Hmm, about now the next wacky transition is starting to get harder to think up, so I’ll pull the nice trendy post-modernist trick of self-awareness. Speaking of post-modernism (BAM), it’s about time I brought up Charlie Kaufman. He is distinguished on this list for being the only one who is primarily an author of screenplays, yet it is fair to say his work is unmistakably his. Synecdoche NY, Eternal Sunshine of the Spotless Mind, Adaptation, Being John Malkovich - fantastic movies about art, love, and life. They speak for themselves.

Synechdoche New York

Kaufman basically exudes talent. In addition to writing all the above, the people who did direct his films are themselves rockstars of the art film. Spike Jonze (Adaptation and Being John Malkovich) also directed the magnificent Her, a film that managed to understand that science fiction is not solely a vehicle for action or horror, and a host of fantastic short films: Kanye West Meets His Demon, Robots Can Love Too, and Damn Arcade Fire Is So Fucking Good. It just so happens that Jonze was also married to Sofia Coppola, whose Lost in Translation is about as good as you can hope from a movie premised about an aged and lonely Bill Murray befriending an existentially wrought Scarlett Johansonn in Japan. Back on topic: Michel Gondry directed the Kaufman written Eternal Sunshine of the Spotless Mind, a movie perhaps unparalleled in its presentation of dreams and how our inner lives are reflected in them, a joy of a movie owing if only for its inventiveness and emotional resonance. He also directed the enjoyably quirky but perhaps forgettable Science of Sleep and a host of awesome Bjork music videos - this may well be my favorite music video ever.

Her

Finally, George Clooney! George Clooney started his directorial work with Confessions of a Dangerous Mind, yet another awesome movie written by Kaufman. Clooney’s later work is not that artsy but he should get way more cred for how good it is. Speaking of which, Micheal Clayton. Clayton is weird only in how damn realistic it is, how fully it acknowledges the way humans are, how non-indie and not-artsy it is in its exploration of those themes. One of my favorites films - get through to the last scene and sit speechless at the genius of it.

Michael Clayton

But now the tone is getting too heavy - this can be addressed with some exploding heads. David Cronenberg is a peculiar auteur, the true master of body horror through all the eighties and nineties. Just watch the trailer to Videodrome or Naked Lunch. Just do it. His later work (Eastern Promises,A History of Violence) is strangely normal but still fantastically well made.
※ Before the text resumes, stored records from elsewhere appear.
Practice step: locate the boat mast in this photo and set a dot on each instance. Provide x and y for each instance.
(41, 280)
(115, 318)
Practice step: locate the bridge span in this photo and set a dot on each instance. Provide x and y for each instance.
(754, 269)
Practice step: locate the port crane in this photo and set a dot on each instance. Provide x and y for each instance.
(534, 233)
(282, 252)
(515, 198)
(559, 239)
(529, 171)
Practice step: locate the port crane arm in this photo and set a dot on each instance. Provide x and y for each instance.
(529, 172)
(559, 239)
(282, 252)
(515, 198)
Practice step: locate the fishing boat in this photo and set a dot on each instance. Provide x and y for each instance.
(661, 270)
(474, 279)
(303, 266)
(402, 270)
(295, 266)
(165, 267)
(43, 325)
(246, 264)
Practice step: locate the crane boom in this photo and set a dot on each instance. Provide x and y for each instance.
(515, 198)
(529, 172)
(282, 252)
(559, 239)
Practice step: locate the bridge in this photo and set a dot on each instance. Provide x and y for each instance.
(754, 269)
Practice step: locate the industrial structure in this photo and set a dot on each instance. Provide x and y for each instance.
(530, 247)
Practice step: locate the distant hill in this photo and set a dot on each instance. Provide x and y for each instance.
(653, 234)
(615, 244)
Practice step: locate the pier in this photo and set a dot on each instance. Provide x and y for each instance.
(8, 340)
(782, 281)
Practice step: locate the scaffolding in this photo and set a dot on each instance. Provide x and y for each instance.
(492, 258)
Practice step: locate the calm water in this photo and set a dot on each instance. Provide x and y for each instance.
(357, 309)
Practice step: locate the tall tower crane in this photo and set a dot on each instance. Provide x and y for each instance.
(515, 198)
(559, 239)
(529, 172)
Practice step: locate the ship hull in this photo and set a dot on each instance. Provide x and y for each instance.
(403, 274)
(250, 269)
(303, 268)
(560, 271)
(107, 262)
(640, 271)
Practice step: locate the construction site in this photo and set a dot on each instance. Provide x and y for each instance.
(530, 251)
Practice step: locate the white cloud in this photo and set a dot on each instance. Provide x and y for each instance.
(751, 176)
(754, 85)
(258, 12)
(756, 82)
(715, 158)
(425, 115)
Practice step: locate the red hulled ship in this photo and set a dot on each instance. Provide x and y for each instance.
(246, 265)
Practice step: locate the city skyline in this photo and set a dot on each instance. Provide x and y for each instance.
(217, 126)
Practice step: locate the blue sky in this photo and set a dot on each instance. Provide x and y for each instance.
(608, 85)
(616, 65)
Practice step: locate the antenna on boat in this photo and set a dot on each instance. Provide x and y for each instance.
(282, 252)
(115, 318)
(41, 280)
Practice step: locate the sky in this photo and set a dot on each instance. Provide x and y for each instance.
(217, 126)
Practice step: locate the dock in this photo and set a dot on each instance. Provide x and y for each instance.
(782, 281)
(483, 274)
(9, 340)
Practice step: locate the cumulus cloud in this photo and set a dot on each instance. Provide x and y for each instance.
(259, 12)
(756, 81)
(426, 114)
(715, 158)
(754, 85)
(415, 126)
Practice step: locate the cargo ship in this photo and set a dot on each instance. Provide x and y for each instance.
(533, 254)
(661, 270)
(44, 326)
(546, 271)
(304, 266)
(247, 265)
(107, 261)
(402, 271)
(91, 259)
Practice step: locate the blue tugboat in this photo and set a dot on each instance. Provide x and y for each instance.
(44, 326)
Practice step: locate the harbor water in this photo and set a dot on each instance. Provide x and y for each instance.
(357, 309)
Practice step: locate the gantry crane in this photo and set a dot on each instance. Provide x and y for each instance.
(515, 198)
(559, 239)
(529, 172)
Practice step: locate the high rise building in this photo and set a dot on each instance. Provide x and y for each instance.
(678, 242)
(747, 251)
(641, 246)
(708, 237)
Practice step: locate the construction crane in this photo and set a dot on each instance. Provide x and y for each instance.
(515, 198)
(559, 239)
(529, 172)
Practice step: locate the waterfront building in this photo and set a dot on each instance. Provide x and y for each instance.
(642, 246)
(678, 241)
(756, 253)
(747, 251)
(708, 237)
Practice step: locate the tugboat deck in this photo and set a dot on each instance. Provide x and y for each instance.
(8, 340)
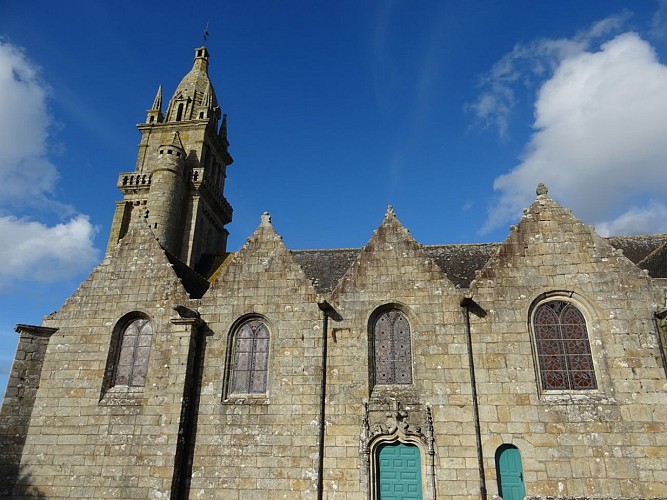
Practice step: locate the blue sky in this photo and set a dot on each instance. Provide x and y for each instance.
(450, 111)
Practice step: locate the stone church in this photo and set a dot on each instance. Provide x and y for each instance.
(532, 367)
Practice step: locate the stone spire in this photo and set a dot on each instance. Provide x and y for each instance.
(155, 113)
(180, 173)
(157, 103)
(194, 98)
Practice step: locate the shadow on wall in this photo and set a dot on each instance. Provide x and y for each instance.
(24, 488)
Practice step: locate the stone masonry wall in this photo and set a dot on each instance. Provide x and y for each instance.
(86, 443)
(608, 442)
(262, 446)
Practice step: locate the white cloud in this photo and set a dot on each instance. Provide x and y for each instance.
(525, 66)
(652, 219)
(36, 252)
(600, 142)
(26, 171)
(32, 251)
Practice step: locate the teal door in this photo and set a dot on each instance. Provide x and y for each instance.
(399, 472)
(510, 473)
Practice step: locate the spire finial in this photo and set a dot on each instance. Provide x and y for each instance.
(157, 102)
(266, 219)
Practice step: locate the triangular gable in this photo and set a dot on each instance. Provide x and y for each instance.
(392, 247)
(549, 238)
(263, 254)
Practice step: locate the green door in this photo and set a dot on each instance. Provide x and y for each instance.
(510, 473)
(399, 472)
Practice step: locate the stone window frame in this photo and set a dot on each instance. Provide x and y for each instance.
(591, 323)
(372, 321)
(228, 396)
(113, 393)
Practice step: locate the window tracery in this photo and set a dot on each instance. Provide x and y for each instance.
(249, 362)
(563, 348)
(392, 350)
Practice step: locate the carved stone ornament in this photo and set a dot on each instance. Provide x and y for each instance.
(397, 424)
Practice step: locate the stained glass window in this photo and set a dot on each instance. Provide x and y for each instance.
(392, 352)
(563, 350)
(250, 359)
(135, 349)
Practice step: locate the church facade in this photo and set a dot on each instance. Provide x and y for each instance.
(532, 367)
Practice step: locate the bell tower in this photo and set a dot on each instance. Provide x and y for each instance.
(179, 178)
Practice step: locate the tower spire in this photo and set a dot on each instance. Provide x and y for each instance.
(180, 172)
(154, 115)
(157, 103)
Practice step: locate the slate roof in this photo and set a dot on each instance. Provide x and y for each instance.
(325, 267)
(458, 262)
(638, 248)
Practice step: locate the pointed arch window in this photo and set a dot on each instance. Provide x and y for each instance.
(391, 349)
(134, 354)
(250, 357)
(563, 348)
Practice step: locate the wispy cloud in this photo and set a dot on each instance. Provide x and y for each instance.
(37, 252)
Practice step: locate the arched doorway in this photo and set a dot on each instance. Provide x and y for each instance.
(510, 473)
(398, 472)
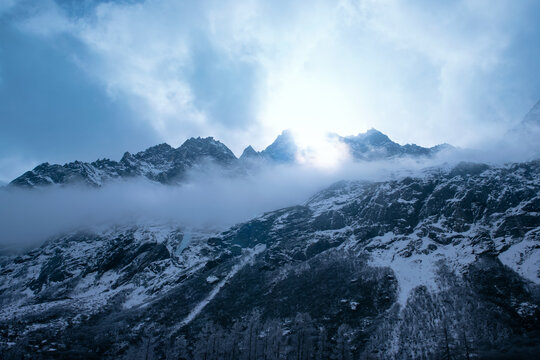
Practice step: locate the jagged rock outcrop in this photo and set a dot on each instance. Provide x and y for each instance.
(445, 261)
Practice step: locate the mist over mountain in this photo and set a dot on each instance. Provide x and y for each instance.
(305, 180)
(167, 165)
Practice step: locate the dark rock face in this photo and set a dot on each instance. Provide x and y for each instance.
(374, 145)
(167, 165)
(441, 264)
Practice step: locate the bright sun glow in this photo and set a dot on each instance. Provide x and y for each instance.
(318, 149)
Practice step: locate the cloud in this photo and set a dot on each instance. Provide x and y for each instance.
(243, 71)
(208, 201)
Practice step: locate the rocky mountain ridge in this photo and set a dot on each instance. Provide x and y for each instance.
(167, 165)
(441, 263)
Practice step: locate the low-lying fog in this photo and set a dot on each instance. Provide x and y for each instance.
(207, 200)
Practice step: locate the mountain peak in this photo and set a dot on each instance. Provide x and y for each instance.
(249, 153)
(283, 149)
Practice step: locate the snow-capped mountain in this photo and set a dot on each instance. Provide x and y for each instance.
(161, 163)
(442, 263)
(167, 165)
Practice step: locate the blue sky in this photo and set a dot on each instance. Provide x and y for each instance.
(91, 79)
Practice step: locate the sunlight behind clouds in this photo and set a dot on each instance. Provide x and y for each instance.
(243, 71)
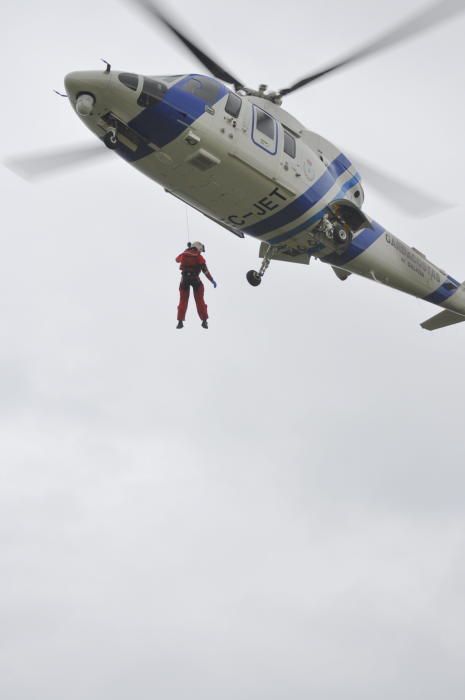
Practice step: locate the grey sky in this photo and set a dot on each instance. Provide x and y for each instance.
(272, 509)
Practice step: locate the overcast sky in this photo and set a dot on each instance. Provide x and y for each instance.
(270, 509)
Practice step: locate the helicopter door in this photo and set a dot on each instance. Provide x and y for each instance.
(264, 131)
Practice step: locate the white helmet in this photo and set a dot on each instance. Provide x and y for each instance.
(200, 246)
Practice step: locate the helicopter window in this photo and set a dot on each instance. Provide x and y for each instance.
(265, 124)
(170, 78)
(131, 80)
(233, 105)
(152, 93)
(206, 89)
(289, 144)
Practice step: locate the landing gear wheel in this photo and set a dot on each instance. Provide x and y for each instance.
(253, 278)
(110, 140)
(341, 236)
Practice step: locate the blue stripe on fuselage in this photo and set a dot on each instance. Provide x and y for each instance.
(164, 121)
(305, 202)
(443, 293)
(313, 219)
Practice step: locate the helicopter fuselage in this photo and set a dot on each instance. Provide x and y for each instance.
(249, 165)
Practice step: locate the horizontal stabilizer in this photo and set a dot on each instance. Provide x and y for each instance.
(445, 318)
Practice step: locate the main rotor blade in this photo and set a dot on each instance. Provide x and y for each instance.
(439, 12)
(407, 198)
(213, 66)
(40, 165)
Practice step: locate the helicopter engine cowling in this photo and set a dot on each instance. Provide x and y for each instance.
(85, 104)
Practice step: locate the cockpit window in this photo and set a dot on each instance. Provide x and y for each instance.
(233, 105)
(206, 89)
(131, 80)
(152, 93)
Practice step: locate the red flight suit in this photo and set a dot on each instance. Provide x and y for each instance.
(192, 263)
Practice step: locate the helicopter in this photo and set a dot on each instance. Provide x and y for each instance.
(237, 156)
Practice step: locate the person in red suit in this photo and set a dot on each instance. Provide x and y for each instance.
(192, 263)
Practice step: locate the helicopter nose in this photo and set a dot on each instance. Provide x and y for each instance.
(85, 89)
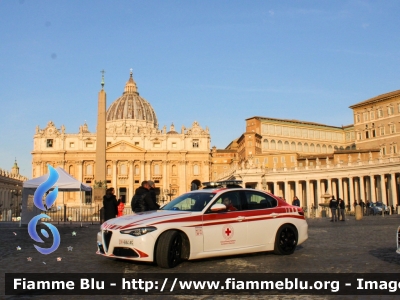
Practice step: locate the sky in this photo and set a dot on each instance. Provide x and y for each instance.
(216, 62)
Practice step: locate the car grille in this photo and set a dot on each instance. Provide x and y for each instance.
(127, 252)
(107, 238)
(101, 249)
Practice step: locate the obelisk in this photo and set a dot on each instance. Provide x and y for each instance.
(100, 166)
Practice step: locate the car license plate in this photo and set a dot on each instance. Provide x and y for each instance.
(126, 242)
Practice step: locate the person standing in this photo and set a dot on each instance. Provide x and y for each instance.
(296, 201)
(333, 204)
(341, 210)
(152, 192)
(362, 204)
(110, 204)
(121, 207)
(142, 201)
(367, 208)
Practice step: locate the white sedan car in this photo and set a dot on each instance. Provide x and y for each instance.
(205, 223)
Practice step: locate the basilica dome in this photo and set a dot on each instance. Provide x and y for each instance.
(131, 107)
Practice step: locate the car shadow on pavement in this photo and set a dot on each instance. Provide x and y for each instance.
(386, 254)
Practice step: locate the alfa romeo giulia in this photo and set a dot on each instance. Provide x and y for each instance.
(215, 221)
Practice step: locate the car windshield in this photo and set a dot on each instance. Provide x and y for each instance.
(190, 202)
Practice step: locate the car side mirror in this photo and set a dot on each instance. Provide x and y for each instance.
(218, 207)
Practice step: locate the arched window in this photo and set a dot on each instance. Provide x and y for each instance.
(195, 170)
(137, 170)
(174, 170)
(89, 170)
(123, 169)
(265, 144)
(156, 169)
(299, 147)
(71, 170)
(286, 145)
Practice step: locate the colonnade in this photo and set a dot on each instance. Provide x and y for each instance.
(373, 188)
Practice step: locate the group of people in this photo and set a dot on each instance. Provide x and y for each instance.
(337, 209)
(143, 200)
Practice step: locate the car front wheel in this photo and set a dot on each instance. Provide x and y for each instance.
(285, 240)
(169, 249)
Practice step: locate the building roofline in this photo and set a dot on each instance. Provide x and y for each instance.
(376, 99)
(294, 121)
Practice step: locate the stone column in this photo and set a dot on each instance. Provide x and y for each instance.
(80, 171)
(362, 193)
(329, 186)
(351, 198)
(357, 189)
(181, 173)
(285, 191)
(345, 191)
(319, 199)
(147, 175)
(142, 175)
(373, 189)
(334, 188)
(382, 188)
(131, 179)
(276, 188)
(308, 201)
(114, 182)
(368, 188)
(165, 184)
(393, 191)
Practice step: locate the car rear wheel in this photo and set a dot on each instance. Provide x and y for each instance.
(285, 240)
(169, 249)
So if you want to see a TV that has something resembling a vagina, a type writer that has something resembling a vagina, cars that dont have have anything resembling vaginas but are distinctly erotic (I am not making this up), well… Its fair to say you maybe don’t really want to see those things, but the general weirdness of Cronenberg’s early work and its legit thematic underpinnings should be appreciated, as should his basically excellent if more traditional work.

Naked Lunch

Not interested in seeing inanimate manner being quite so animate, or just want to watch some nice classy art movies? Shane Carruth. The director whom I quite literally proselytize to every one I meet, a software engineer turned auteur filmmaker. Primer. A purportedly $7000 movie about the mind fuck of time travel from the perspective of an engineer, and the corrupting power of power. Upstream Color. A hypnotizing movie that merges sci fi and artfulness in a way I have never seen done - I can think of few dialogue-free scenes as striking as found in this movie. In this case a quote from RottenTomatoes feels most appropriate: “As technically brilliant as it is narratively abstract, Upstream Color represents experimental American cinema at its finest – and reaffirms Shane Carruth as a talent to watch.”.

Upstream Color

So many words, yet so little ground covered. Let’s do a quick sweep of the globe - fast now, over in Japan we forgot to mention Ozu, whose excellent Tokyo Story you will surely love, and the more recent Takeshi Kitano with his existentialist gangster films in the vein of Sonatine, and lastly the counterpoint of Hirokazu Koreeda whose Nobody Knows is the best minimalist theme I can think of and his more recent Shoplifters is just as good. But let’s not linger - over in China there is the distinctly weird yet unquestionably interesting Wong Kar-Wai with bizarre dreams like Chunkgink Express and Fallen Angels, though if you are not into that there is also Johnie To with fantastic Shakespearean gangster tragedies like The Triad Election. Then it just so happens in Korea Park Chan-Wook is both violent and bizarre, most notably in the already-classic Oldboy (and personal favorite blood-dark romantic comedy Thirst, and his exquisite tale of sensual seduction The Handmaiden), and alongside his work there is as a host of recent fairly normal yet fantastic violent thrillers of which Lee Jeong-beom To’s The Man From Nowhere is surely the best. But let’s not wholly leave the weird artsy stuff behind; over in Taiwan there is Hou Hsiao-hsien writing and directing astoundingly beautiful romantic films such as Millennium Mambo and Three Times.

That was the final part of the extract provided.